Nephroblastoma overexpressed (Nov) induces gremlin in ST-2 stromal cell lines by post-transcriptional mechanisms.

Nephroblastoma overexpressed (Nov) inhibits osteoblastogenesis in part because it binds bone morphogenetic protein (BMP)-2. In the present study, we investigated whether Nov regulated the expression of the BMP antagonist gremlin. Overexpression of Nov increased gremlin mRNA levels in ST-2 cells, and its downregulation by RNA interference decreased gremlin mRNA. Nov did not affect Grem1 transcription, but prolonged the half-life of gremlin mRNA in ST-2 cells, demonstrating that Nov acts by post-transcriptional mechanisms. This was confirmed by demonstrating that downregulation of Nov destabilizes gremlin transcripts. To assess whether the 3'-untranslated region (UTR) of gremlin mRNA mediated the effect of Nov, the decay of a chimeric cfos gremlin 3'-UTR construct was compared to that of cfos in ST-2 cells. The presence of the gremlin 3'-UTR prolonged the half-life of cfos and was responsible for the effect of Nov.
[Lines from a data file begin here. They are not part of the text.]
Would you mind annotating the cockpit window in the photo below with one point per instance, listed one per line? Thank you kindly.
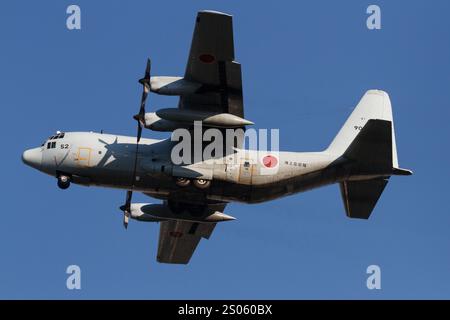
(57, 136)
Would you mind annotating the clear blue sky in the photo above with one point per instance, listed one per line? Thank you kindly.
(305, 66)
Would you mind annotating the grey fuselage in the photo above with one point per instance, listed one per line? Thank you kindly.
(107, 160)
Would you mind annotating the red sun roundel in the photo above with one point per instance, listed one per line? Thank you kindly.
(270, 161)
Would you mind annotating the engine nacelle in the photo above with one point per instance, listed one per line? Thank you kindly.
(155, 123)
(173, 86)
(161, 212)
(208, 118)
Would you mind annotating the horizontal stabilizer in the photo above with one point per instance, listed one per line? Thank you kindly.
(360, 197)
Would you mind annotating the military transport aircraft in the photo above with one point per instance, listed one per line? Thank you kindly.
(361, 158)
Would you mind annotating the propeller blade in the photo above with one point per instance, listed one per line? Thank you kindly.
(140, 118)
(139, 132)
(125, 221)
(126, 208)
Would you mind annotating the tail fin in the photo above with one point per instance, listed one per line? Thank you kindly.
(367, 140)
(374, 105)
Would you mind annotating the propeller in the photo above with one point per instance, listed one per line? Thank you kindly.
(140, 118)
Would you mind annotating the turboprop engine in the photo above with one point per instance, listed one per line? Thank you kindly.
(161, 212)
(173, 86)
(170, 119)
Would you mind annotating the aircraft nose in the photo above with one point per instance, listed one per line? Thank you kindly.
(33, 157)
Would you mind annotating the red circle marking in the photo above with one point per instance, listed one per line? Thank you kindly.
(270, 161)
(175, 234)
(207, 58)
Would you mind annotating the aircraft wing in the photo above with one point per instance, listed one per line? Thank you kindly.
(211, 64)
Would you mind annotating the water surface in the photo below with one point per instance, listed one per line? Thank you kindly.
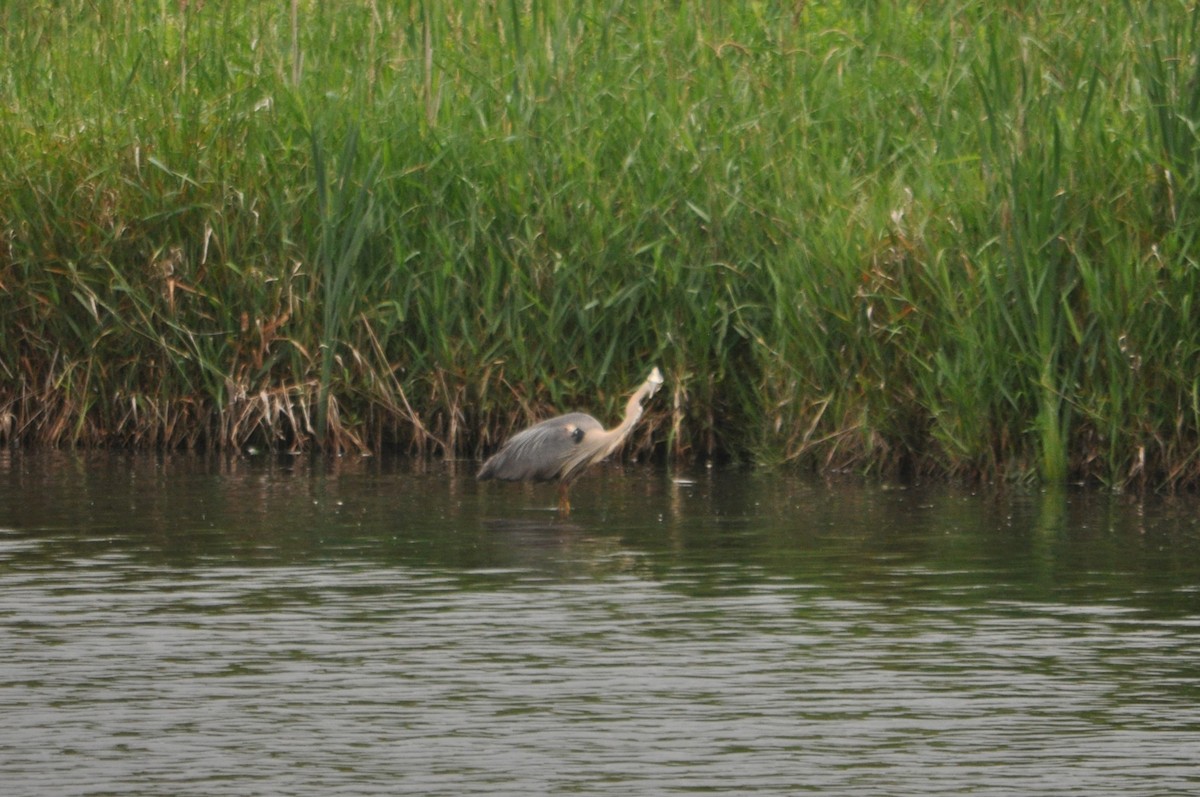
(191, 625)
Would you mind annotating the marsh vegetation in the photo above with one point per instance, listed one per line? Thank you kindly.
(949, 238)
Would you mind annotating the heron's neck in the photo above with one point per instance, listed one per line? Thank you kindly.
(634, 408)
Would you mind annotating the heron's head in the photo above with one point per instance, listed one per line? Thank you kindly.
(654, 381)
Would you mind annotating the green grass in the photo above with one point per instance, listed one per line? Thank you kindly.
(923, 238)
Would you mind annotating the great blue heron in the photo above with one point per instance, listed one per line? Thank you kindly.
(559, 449)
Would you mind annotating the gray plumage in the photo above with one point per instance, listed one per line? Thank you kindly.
(561, 448)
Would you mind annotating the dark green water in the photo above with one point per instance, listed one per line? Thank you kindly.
(178, 625)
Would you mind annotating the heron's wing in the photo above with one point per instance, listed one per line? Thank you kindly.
(541, 451)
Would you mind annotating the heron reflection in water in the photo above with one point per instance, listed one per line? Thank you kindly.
(559, 449)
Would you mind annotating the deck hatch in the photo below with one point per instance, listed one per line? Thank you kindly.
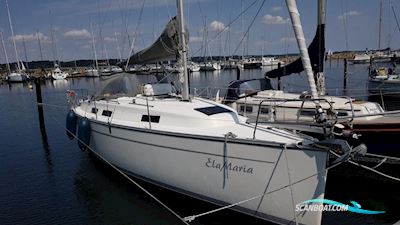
(212, 110)
(106, 113)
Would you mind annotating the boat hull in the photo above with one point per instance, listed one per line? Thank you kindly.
(386, 87)
(194, 165)
(16, 78)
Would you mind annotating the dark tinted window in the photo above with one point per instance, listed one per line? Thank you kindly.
(307, 112)
(248, 108)
(154, 119)
(106, 113)
(212, 110)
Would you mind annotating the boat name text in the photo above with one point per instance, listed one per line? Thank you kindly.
(212, 163)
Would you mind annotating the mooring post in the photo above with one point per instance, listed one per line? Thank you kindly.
(237, 73)
(39, 102)
(279, 78)
(345, 75)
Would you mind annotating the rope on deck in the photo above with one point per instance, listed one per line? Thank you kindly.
(193, 217)
(123, 174)
(370, 169)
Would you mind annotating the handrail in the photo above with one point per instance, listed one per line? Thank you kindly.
(315, 100)
(148, 112)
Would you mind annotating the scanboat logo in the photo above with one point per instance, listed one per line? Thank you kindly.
(212, 163)
(330, 205)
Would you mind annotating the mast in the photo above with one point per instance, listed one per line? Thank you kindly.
(26, 55)
(380, 25)
(94, 48)
(118, 47)
(5, 52)
(183, 50)
(319, 75)
(40, 45)
(298, 30)
(12, 35)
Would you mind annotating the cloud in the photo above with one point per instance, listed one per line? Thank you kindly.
(287, 39)
(110, 39)
(86, 46)
(30, 37)
(349, 14)
(276, 8)
(77, 34)
(274, 20)
(217, 26)
(194, 39)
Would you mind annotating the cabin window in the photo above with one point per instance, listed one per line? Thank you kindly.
(95, 110)
(264, 110)
(248, 108)
(342, 113)
(307, 112)
(154, 119)
(212, 110)
(106, 113)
To examine the binding of the gremlin 3'-UTR to ribonucleoproteins, radiolabeled gremlin RNA fragments were incubated with cytosolic extracts from Nov overexpressing and control cells. RNA electrophoretic mobility analysis revealed that Nov enhanced the binding of cytosolic proteins to the fragments spanning the 3'-UTR of gremlin between bases 1,358-1,557 and 1,158-1,357 from the transcriptional start. Mutations of AU-rich elements in these two RNA fragments prevented the formation of RNA-protein complexes induced by Nov. Nov did not alter the binding of cytosolic extracts to sequences present in the 5'-UTR or coding region of gremlin. In conclusion, Nov stabilizes gremlin transcripts, and this effect is possibly mediated by AU-rich elements present in the 3'-UTR of gremlin.